Hey guys, so I ordered a Dream 180 humbucker from guitar fetish for my es 335 build which just came in Friday. I wired everything up last night and the pickup only works if the positive wire from the Dream 180 is held in a certain position. Since it's going into an es 335 build I have to slip the wiring through the f-hole of the guitar, so keeping the wire at a certain position is pretty difficult. I tried re-soldering the positive lead to the volume pot and cutting the positive lead to get a fresh wire to solder on to the pot yet it still only works when the wire is held in a certain position! Do you guys have any ideas as to why this may be?? Would you say it is the pickup or maybe the pot? The pickup has 5 wire: A red and white that are used for coil tapping ( non-applicable to me), a black ground wire, a bare ground wire, and the green positive wire. By the way, the neck pickup works fine in both the neck position and middle position on the three way switch, only the Dream 180 gfs pickup (my bridge pickup) is having problems.
Any help would be much appreciated!
Thanks,
Andrew


----------



## mhammer (Nov 30, 2007)

"Held in a certain position" is a rather ambiguous phrase. Do you literally mean that of yo turn it this way or that it stops functioning?

I do remember a rather dismissive statement Jason Lollar made about a year ago concerning the quality of the solder joint shown in the ad photo touting GFS "professional quality" pickups (though it was more a comment about "How could they use that ad copy and not notice what was in the pic?", than a comment about the sonic quality). Perhaps there is a loose joint, or alternatively a piece of tape covering a wire splice permits the splice to short out against something when twisted a little.


----------



## AndrewK (Jul 20, 2013)

mhammer said:


> "Held in a certain position" is a rather ambiguous phrase. Do you literally mean that of yo turn it this way or that it stops functioning?
> 
> I do remember a rather dismissive statement Jason Lollar made about a year ago concerning the quality of the solder joint shown in the ad photo touting GFS "professional quality" pickups (though it was more a comment about "How could they use that ad copy and not notice what was in the pic?", than a comment about the sonic quality). Perhaps there is a loose joint, or alternatively a piece of tape covering a wire splice permits the splice to short out against something when twisted a little.

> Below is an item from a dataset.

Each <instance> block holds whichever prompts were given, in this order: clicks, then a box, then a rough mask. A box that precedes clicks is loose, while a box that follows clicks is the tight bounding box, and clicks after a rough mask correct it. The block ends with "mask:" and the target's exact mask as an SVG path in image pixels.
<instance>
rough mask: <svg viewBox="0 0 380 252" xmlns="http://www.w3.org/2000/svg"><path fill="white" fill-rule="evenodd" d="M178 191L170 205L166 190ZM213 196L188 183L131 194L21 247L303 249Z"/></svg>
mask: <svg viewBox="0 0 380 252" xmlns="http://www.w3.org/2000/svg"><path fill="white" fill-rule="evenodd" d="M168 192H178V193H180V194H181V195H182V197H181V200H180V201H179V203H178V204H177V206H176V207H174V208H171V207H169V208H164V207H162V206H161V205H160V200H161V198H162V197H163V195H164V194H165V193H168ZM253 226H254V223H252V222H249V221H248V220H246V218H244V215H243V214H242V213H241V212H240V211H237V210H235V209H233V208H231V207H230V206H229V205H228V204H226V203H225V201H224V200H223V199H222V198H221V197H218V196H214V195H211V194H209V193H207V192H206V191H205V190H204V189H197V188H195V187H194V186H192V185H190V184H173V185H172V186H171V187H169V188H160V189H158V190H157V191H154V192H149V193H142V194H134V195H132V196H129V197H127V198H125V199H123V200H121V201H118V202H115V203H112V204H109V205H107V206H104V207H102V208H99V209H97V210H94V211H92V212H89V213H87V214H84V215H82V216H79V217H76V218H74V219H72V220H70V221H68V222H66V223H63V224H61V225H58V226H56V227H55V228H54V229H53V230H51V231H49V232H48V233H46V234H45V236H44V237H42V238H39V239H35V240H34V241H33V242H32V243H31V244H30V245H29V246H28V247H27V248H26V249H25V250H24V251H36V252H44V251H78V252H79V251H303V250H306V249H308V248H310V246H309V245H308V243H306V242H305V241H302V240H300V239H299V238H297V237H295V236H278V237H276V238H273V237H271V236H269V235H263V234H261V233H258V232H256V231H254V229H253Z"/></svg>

that is exactly what I mean when I say "Held in a certain position", the pickup will stop working if I move the wire. I did attempt re-soldering the joint a bunch of times and I also cut it a couple times to get a fresh wire to solder but I kept getting the same result. Would you think this is more the fault of the pickup as opposed to the soldering?


----------



## J S Moore (Feb 18, 2006)

AndrewK said:


> that is exactly what I mean when I say "Held in a certain position", the pickup will stop working if I move the wire. I did attempt re-soldering the joint a bunch of times and I also cut it a couple times to get a fresh wire to solder but I kept getting the same result. Would you think this is more the fault of the pickup as opposed to the soldering?


Yes. It sounds like there is something further up the lead that is cutting out, possibly inside the pickup itself. Since the neck pickup is working I'm assuming you have the wiring codes correct. It sounds similar to Dimarzio except the hot and ground are opposite. You do have the red and white soldered together and taped off? Feel free to message me through my username if you like. It'll probably be easier to figure things out.

Mhammer, I remember that thread and it was about how that could have got through to a final copy. There may have been some "How can that be considered professional?" as well.


----------